MongoDB: Using $setUnion to Combine Multiple Arrays into One

Updated: February 3, 2024 By: Guest Contributor Post a comment

Introduction

MongoDB provides a rich set of operators for manipulating and querying documents within collections. One particularly powerful operator for array operations is $setUnion, which merges multiple arrays, removing duplicate elements, and returns a single array containing all distinct elements. This operator can be instrumental when dealing with complex data structures and the need to combine information from different sources arises.

This tutorial provides an in-depth understanding of the $setUnion operator, including its syntax, usage, and practical applications with code examples ranging from basic to advanced scenarios.

Understanding $setUnion

The $setUnion operator takes two or more arrays and returns an array containing elements that appear in any of the provided arrays. The returned array has no duplicate entries, even if a value appears multiple times in the input arrays.

Here is the basic syntax of $setUnion:

{
    $setUnion: [ <array1>, <array2>, ...
}

Now, let’s start with some basic examples and gradually move towards more complex scenarios.

Basic Usage of $setUnion

Example 1: Merging two arrays with distinct values.

db.collection.aggregate([
   {
      $project: {
         combinedArray: {
            $setUnion: [ ["apple", "banana"], ["cherry", "date"] ]
         }
      }
   }
]);

Output:

{
   "combinedArray": ["apple", "banana", "cherry", "date"]
}

Example 2: Merging two arrays with overlapping values.

db.collection.aggregate([
   {
      $project: {
         combinedArray: {
            $setUnion: [ ["apple", "banana"], ["banana", "cherry"] ]
         }
      }
   }
]);

Output:

{
   "combinedArray": ["apple", "banana", "cherry"]
}

Combining Arrays from Documents

In real-world scenarios, you often need to combine arrays that are stored in the documents of a collection. Let’s take a look at an example where we merge arrays from documents.

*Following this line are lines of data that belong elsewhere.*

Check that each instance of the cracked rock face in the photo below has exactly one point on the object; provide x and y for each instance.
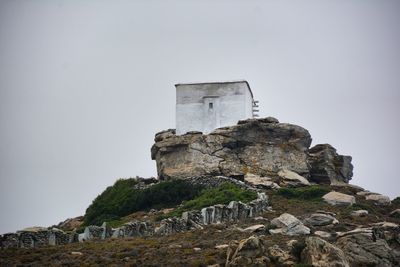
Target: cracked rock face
(328, 167)
(259, 146)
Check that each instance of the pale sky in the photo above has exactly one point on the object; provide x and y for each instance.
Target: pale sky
(85, 85)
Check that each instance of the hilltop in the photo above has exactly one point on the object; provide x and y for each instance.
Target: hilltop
(253, 194)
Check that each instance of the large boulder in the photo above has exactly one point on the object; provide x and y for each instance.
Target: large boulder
(292, 178)
(320, 219)
(249, 252)
(320, 253)
(337, 198)
(289, 225)
(328, 167)
(378, 199)
(364, 248)
(257, 146)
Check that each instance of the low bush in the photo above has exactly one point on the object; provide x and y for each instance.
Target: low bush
(220, 195)
(122, 199)
(314, 192)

Example 3: Given a collection of book documents, each containing an array of authors, merge the author arrays into a unique set of all authors appearing in the collection.

db.books.aggregate([
   {
      $group: {
         _id: null,
         allAuthors: {
            $setUnion: [ "$authors",  [] ]
         }
      }
   }
]);

Output: All unique authors from the books collection.

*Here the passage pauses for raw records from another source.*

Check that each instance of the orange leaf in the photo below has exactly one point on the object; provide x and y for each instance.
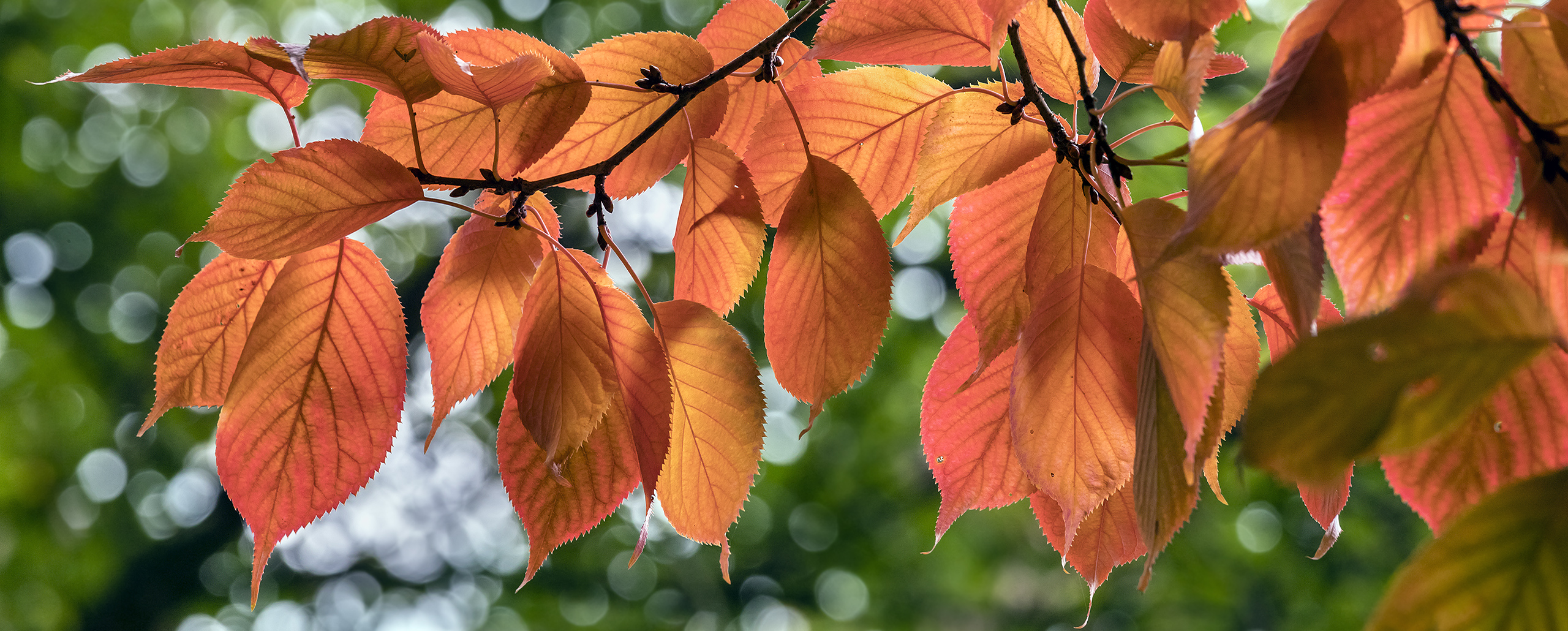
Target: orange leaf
(308, 197)
(382, 54)
(454, 129)
(1172, 20)
(718, 233)
(472, 306)
(830, 281)
(715, 436)
(208, 63)
(871, 121)
(985, 231)
(1261, 173)
(736, 29)
(968, 146)
(967, 434)
(1049, 54)
(1107, 535)
(1423, 168)
(560, 504)
(1073, 390)
(1188, 308)
(562, 369)
(615, 116)
(493, 85)
(908, 32)
(208, 328)
(317, 393)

Advanced Usage of $setUnion

As the complexity of your data increases, $setUnion can be combined with other aggregation framework stages and operators to perform more sophisticated operations.

Example 4: Combining tags from a collection of posts, where each post contains a tags array, and also excluding any tags that are included in a specified exclude list.

db.posts.aggregate([
   {
      $project: {
         relevantTags: {
            $setDifference: [
               {
                  $setUnion: [ "$tags", [] ]
               },
               ["exclude_tag1", "exclude_tag2"]
            ]
         }
      }
   }
]);

Output: An array of unique, relevant tags from all posts, excluding specific unwanted tags.

Using $setUnion with Multiple Collections

In some cases, you might be working across multiple collections and need to combine their respective arrays into a unified set. Here is how you can achieve this in MongoDB using aggregation.

Example 5: Combine unique user roles from two different collections, employees and managers.

// First, aggregate roles from the employees collection.
const employeeRoles = db.employees.aggregate([
   {
      $group: {
         _id: null,
         roles: {
            $addToSet: "$role"
         }
      }
   }
]).toArray();

// Aggregate roles from the managers collection.
const managerRoles = db.managers.aggregate([
   {
      $group: {
         _id: null,
         roles: {
            $addToSet: "$role"
         }
      }
   }
]).toArray();

// Combine the roles using $setUnion.
db.collection.aggregate([
   {
      $project: {
         allRoles: {
            $setUnion: [ employeeRoles[0].roles, managerRoles[0].roles ]
         }
      }
   }
]);

Output: A unified array of distinct employee and manager roles across both collections.

Indexing and Performance Considerations

When using $setUnion, be aware of its performance implications, especially on large datasets. Indexes cannot be used in the $setUnion operation directly, but they can still impact the performance indirectly by improving the efficiency of preceding stages in the aggregation pipeline.

Conclusion

In conclusion, MongoDB’s $setUnion is a versatile operator for array manipulation within the aggregation framework. Through the examples discussed in this tutorial, we have seen how $setUnion can be an essential tool in processing and combining data from arrays, documents, and even multiple collections. Learning to use $setUnion effectively will enhance your ability to manage complex data structures and derive meaningful insights from your database.